Gov Shivers seems like such an unlikely name for someone in leadership!

Edith was a hoot in the movie. Her biography, "Edith Head's Hollywood" is a fun read with lots of her drawings and studio photos. I have an article about her I saved from Vanity Fair and what was memorable was the row of bangs pinned to head forms in her closet, each longer in length that she would wear progressively through the month. I remember her appearances on Art Linkletter's House Party and she would talk about the stars and their costumes.

BrianB

Poseidon3 said...

BrianB, I've never seen "The French Line" (it seems as if it is NEVER aired on television!) Thanks for the heads up.
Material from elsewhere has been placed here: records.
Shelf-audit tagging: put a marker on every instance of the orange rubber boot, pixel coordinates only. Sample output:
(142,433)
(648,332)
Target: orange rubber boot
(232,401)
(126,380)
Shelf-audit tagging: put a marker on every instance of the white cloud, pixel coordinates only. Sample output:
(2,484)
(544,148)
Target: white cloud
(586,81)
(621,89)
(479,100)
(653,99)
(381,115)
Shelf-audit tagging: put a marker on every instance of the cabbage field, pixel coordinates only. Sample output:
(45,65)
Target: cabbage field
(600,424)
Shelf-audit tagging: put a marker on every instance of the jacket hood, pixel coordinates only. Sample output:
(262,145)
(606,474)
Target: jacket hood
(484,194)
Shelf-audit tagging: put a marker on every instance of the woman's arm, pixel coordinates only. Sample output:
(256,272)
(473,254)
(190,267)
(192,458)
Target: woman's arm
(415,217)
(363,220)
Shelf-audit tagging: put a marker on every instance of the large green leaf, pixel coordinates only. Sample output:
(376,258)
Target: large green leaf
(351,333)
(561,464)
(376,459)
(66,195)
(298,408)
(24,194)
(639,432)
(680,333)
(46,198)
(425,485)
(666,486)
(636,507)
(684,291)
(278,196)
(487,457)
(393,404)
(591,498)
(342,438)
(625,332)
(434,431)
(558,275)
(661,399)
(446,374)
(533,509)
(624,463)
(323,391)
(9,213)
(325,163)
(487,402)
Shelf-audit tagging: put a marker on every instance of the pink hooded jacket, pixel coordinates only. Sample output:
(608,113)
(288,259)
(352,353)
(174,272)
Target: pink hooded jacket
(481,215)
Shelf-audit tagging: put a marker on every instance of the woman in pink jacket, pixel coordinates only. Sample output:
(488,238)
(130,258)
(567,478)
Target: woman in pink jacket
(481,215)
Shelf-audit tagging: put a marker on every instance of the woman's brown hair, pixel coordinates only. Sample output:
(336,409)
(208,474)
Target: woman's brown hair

It sounds like it is right up my alley. I recall reading about how at least one of Jane's costumes in it caused a scandal at the time. I have that Edith Head book and find her very fascinating as a person. Peculiar and distinctive and so driven to succeed, while also remaining sort of folksy! "Lucy Gallant" needs to be on DVD....! Where else can you see Jason Colby and Angela Channing together? LOL

BrianB said...

It's so funny about Jane Russell, apparently she was very religious but she looked like the fallen nun in The French Line production numbers!

I never watched The Colbys so I don't know what Jason's character was like but I hope he had a major set of nuts to keep up with Angela! I looked and Lucy Gallant is in the Bad Movies We Love book! There must be some kind of story about why it's not available on DVD.

BrianB

Poseidon3 said...

The Jane Russell role that I have trouble reconciling with her Christian experience is when she played the sleazy, tawdry mother of a rape victim in "The Born Losers." It's a scream....!

JAMES BYRNE said...

I actually enjoy watching Heston at his surliest, if you don't like him in this then avoid ARROWHEAD at all costs. Heston and Ronald Reagan were good friends, Ronnie married Jane Wyman and Nancy Davis in real life, but Heston married both of them within the space of two months in 1955. Heston and Nancy starred in the TV thriller BAILOUT AT 43,000 FEET in Oct, and late December LUCY GALLANT was released with Chuck and Jane arguing through the film while both strike it rich.

2 Sticks of Butter said...

Wyman was a serviceable actress and she was wonderful in JOHNNY BELINDA. But she lacked sex appeal as a leading lady. Far too starchy and prim to get one’s blood boiling.